Friday, March 06, 2009

Roles affecting views on measurement options

How can role affect view on measurement options?

As noted in the March 5, 2009, post, companies applying FAS 5, Accounting for Contingencies, and FAS 141/141R, Business Combinations (Revised), have options for measuring loss contingency liability costs. Might individuals in key roles within a company take different views about those measurement options?

Here is a hypothetical example to consider with simplified viewpoints of individuals in four key roles—CEO, Plant Manager, CFO, and Environmental Manager.

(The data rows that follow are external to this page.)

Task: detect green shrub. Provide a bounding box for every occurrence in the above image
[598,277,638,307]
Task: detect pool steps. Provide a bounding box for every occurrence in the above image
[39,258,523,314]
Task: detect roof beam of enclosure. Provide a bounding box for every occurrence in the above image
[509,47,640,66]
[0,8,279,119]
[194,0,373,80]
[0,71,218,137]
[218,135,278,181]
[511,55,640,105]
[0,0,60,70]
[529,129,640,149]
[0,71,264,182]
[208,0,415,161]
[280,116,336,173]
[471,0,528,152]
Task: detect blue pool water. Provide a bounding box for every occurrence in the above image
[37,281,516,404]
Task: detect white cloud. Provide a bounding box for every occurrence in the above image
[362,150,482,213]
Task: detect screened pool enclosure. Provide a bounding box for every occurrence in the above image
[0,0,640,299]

A company has acknowledged a liability for an environmental cleanup loss contingency at a plant site. Now it must consider what liability cost to recognize. Individuals in key roles at the company independently come to these amounts for liability cost:

  • Amount A: No value, i.e., there is too much uncertainty for cost to be reasonably estimated yet, so no liability should be recognized at this time.

  • Amount B: $850,000, the most likely value for resolving this liability.

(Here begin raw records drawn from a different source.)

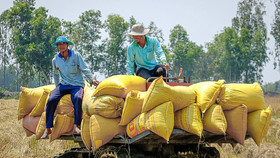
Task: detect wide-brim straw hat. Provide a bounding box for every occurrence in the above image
[128,24,150,36]
[52,36,73,47]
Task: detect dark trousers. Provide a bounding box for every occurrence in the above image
[46,84,84,128]
[136,65,166,80]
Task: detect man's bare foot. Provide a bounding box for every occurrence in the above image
[41,128,52,139]
[73,124,81,134]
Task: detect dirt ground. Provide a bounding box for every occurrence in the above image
[0,96,280,158]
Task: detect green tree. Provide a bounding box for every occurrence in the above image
[8,1,35,86]
[232,0,269,83]
[148,21,164,43]
[169,25,203,79]
[0,10,11,88]
[206,27,241,82]
[104,14,128,76]
[28,7,61,84]
[271,0,280,69]
[74,10,104,72]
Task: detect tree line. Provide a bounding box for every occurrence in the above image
[0,0,280,90]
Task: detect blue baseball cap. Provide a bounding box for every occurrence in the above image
[52,36,73,47]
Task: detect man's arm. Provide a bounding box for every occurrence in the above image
[126,47,135,75]
[77,53,99,86]
[154,38,171,71]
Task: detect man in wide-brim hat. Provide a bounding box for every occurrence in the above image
[126,24,171,79]
[41,36,99,138]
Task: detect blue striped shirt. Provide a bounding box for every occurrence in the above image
[126,36,166,75]
[52,50,93,87]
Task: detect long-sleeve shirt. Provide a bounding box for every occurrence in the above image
[52,50,93,87]
[126,36,166,75]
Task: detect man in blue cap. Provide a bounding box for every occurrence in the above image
[41,36,99,138]
[126,24,171,79]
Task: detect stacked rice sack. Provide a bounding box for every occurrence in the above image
[18,75,271,150]
[217,82,271,146]
[190,80,271,146]
[81,75,146,150]
[18,85,74,141]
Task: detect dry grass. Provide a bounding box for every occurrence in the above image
[0,96,280,158]
[0,99,78,158]
[213,96,280,158]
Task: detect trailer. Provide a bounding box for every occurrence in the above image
[53,129,249,158]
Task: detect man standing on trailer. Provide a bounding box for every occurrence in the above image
[126,24,171,79]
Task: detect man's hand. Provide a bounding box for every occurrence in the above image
[91,79,99,86]
[162,62,172,71]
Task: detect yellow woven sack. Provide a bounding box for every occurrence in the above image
[174,104,203,137]
[36,112,46,140]
[119,90,146,125]
[224,104,248,145]
[49,114,74,142]
[247,107,271,146]
[141,77,196,113]
[218,82,265,112]
[81,115,91,150]
[190,80,225,113]
[18,85,55,120]
[82,93,124,118]
[126,101,174,141]
[54,94,74,117]
[22,115,41,137]
[29,88,50,116]
[90,115,125,151]
[203,104,227,135]
[92,75,146,98]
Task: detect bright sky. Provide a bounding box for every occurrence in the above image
[0,0,280,83]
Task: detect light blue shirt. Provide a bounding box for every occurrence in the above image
[126,36,166,75]
[52,50,93,87]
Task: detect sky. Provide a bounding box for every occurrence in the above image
[0,0,280,83]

  • Amount C: $400,000, the low value of a cost range.

  • Amount D: $632,250, the expected present value (in year one) for resolution of this liability in year five, i.e., fair value.
Amount A—no value—is the view of a CEO concerned that recognition and disclosure of this environmental liability adversely may affect near-term stock price and thereby prefers to postpone recognition.

Amount B—the most likely value—is the take on the situation by a Plant Manager. He has overseen similar environmental cleanup. He believes he knows, from his experience, the most likely amount for this work.

Amount C—the low value of a range—is how a CFO sees it, who believes a liability should be on the books but wants only a minimum amount entered.

Amount D—expected present value (fair value)—is the view of an Environmental Manager. He would like the same measurement method used for all environmental liabilities, to the extent possible, so he can compare the resulting liability values. He would like this method to produce liability values that are realistic, as well. He has the job, after all, of recommending priorities and budgets for environmental liability management.

What is the measurement outcome that best meets the company’s needs for compliance and financial management?